Genetic recombination - given DNA sequences from a (current-day) population, scientists are interested in inferring how the DNA sequences have evolved / been modified over time.  Recombination is one mechanism for DNA sequence modification.  Inference in this setting is challenging because we cannot observe the past (i.e. ancestral DNA sequences).  There is a connection with the HIV example above: the problem is intractable because there are so many different permutations of past DNA sequences that could have generated the DNA sequences of the current population.

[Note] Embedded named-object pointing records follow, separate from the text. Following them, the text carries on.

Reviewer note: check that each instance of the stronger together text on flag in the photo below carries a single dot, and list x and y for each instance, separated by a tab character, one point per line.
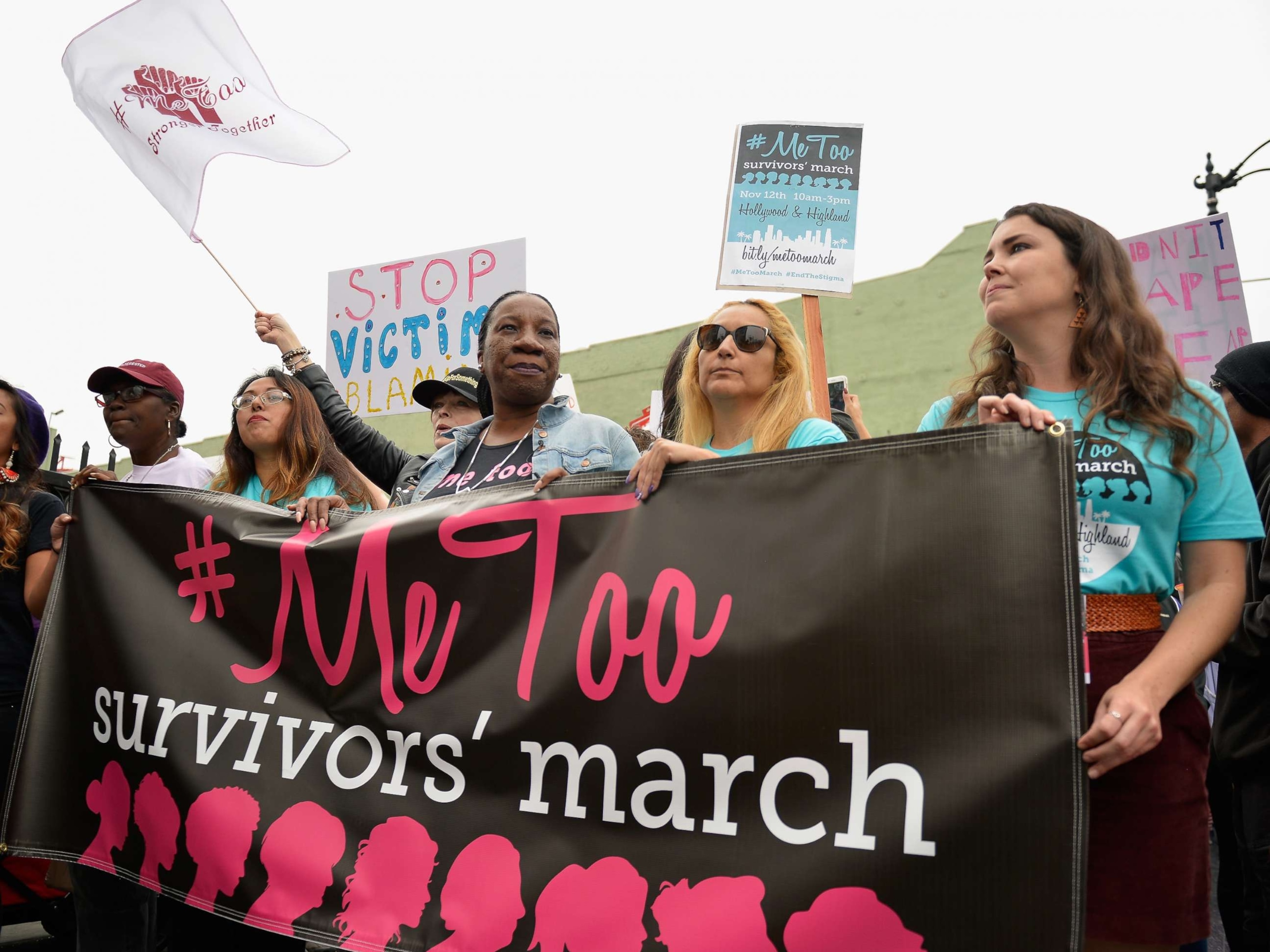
826	692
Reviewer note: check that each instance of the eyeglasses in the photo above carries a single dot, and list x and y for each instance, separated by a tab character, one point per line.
748	337
129	395
271	397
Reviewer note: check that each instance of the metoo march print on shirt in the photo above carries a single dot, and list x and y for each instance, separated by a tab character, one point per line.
493	466
1112	486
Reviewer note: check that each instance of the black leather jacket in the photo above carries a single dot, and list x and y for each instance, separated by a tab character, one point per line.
1241	723
380	460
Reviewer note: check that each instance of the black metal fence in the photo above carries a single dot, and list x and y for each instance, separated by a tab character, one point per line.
60	483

Testing the predictions of general relativity using massive detectors - this reminded me of the little that I know about the Large Hadron Collider experiments  However, in this case the detectors pick up natural signals coming from space, and the physics is completely different.  The general relativity detector problem is intractable because of the huge volume of data generated by the detector.  And also because generating predictions using the general relativity equations is computationally expensive.  (As an aside, it is quite awe-insipring to think about the forces at work on such a large scale in our universe.)

Predicting driving times - the simplest way of predicting driving times is just to use speed limits and assume that there is little of no traffic.  Anyone who has ever tried to get anywhere near a population center in the UK on a Friday evening will know that this does not produce very accurate driving time predictions.  Companies like Microsoft, Google, and Apple collect GPS data that is essentially a set of positions associated with time-stamps.  From this it is straight-forward to work out how long people's past journeys have taken.  However producing predictions of an arbitrary future journey is challenging because many future journeys will not follow an identical route to past journeys.

There were also a couple of presentations that focused more on methodology that could be applied in a wide range of different settings.

Exact-approximate MCMC - this is something I have talked about in previous blog posts and also goes under the name of the pseudo-marginal approach.  The basic question that motivates this work is, 'When is it ok to approximate the Metropolis-Hastings acceptance probability?'  There are lots of settings where it is possible to obtain a tractable approximation to the acceptance probability (State State Models, Markov Random Fields, Spatial Processes, Trans-dimensional problems).  Being able to use the tractable approximation makes it possible to do a lot more statistical inference for problems of this type.

Deep neural networks - this is something that is currently very popular in machine-learning / computer science / artificial intelligence.  There the interest is in training computers to produce predictions from data.  This is sometimes referred to as black-box prediction, because the way in which the computer produces the prediction does not necessarily give you any insight into the underlying process thats connects the x variables (determinants) with the y variable(s) (response).  From my perspective it does seem a lot like regression with more flexibility and automation in the transformations that are applied to the data.  Increasing flexibility means (at least to me) adding in more parameters.  This makes it more challenging to ensure that the algorithms are computationally tractable.